Today, though, we will get a snack. One of Lalo’s workers has built a small mountain of fresh, wild fruit for their pechuga—a style of mezcal produced for special occasions. The spirit is infused with ingredients connoting opulence: fresh fruit, dried fruit, cured meats. Lalo’s is made only with wild fruits from the vicinity of Santa Catarina. We eat small, yellow bananas with firm, pleasing flesh and striking acidity, hard, tart oranges and slices of a midget pineapple, only about six inches in height and three inches in diameter. The flavor is inversely proportional to its size—almost a caricature of the acidic, sweetness of the larger versions I used to eat every day in Guatemala.

We finish the visit in Lalo’s home, tasting a multitude of his single-variety distillates. I begin to move restlessly from bottle to bottle, trying to make sense of them until I remind myself of what a bartender said to me at In Situ, a mezcal bar in the old town of Oaxaca City. I ordered three expressions of a wild agave called coyote and asked her to help me understand the flavors. “Gringos want to understand and talk about it,” she said, “but for us, it’s private.” It did not make sense to me initially, but I’ve thought about these words a lot over the last few years. Tasting something is an intense and very personal experience—an opportunity to get lost. To attempt to categorize it can remove us from the moment.

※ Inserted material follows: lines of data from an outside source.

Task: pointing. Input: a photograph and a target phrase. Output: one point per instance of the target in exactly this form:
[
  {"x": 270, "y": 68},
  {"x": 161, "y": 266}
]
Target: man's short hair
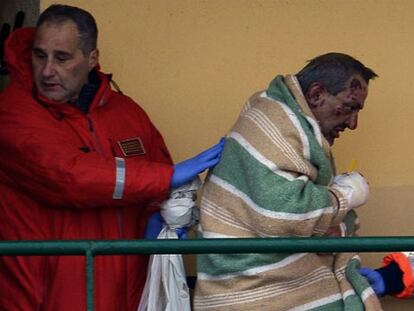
[
  {"x": 332, "y": 70},
  {"x": 84, "y": 21}
]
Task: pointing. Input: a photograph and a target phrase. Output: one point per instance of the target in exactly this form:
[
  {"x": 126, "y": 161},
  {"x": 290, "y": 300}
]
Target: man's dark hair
[
  {"x": 84, "y": 21},
  {"x": 332, "y": 70}
]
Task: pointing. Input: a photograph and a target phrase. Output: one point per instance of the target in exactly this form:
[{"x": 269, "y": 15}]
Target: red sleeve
[{"x": 39, "y": 159}]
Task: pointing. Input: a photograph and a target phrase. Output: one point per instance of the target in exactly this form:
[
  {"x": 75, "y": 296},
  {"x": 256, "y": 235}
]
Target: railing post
[{"x": 89, "y": 278}]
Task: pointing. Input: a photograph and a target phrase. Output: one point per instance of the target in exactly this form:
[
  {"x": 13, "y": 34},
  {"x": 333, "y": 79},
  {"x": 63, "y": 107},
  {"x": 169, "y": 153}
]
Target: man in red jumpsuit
[{"x": 77, "y": 161}]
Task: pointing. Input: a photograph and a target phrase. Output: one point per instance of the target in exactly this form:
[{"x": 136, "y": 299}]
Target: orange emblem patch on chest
[{"x": 131, "y": 147}]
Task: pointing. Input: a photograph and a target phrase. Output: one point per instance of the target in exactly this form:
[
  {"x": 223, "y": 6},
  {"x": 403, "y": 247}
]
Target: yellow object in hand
[{"x": 352, "y": 166}]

Back at Lalo’s I ease back in my chair and let myself relax, as I always do when I abandon the idea that I must be an expert. I pour myself some barril and sit with it for the next half hour. It’s a mutating kaleidoscope of greens and yellows—at once vegetal, then bursting with pineapple, earth, salt and sunshine. Unfiltered, undiluted, unmitigated by any additives—a great mezcal tastes entirely different each time you approach it. And it’s true: often the best way to understand it is to give up trying to, and surrender to its roaring beauty.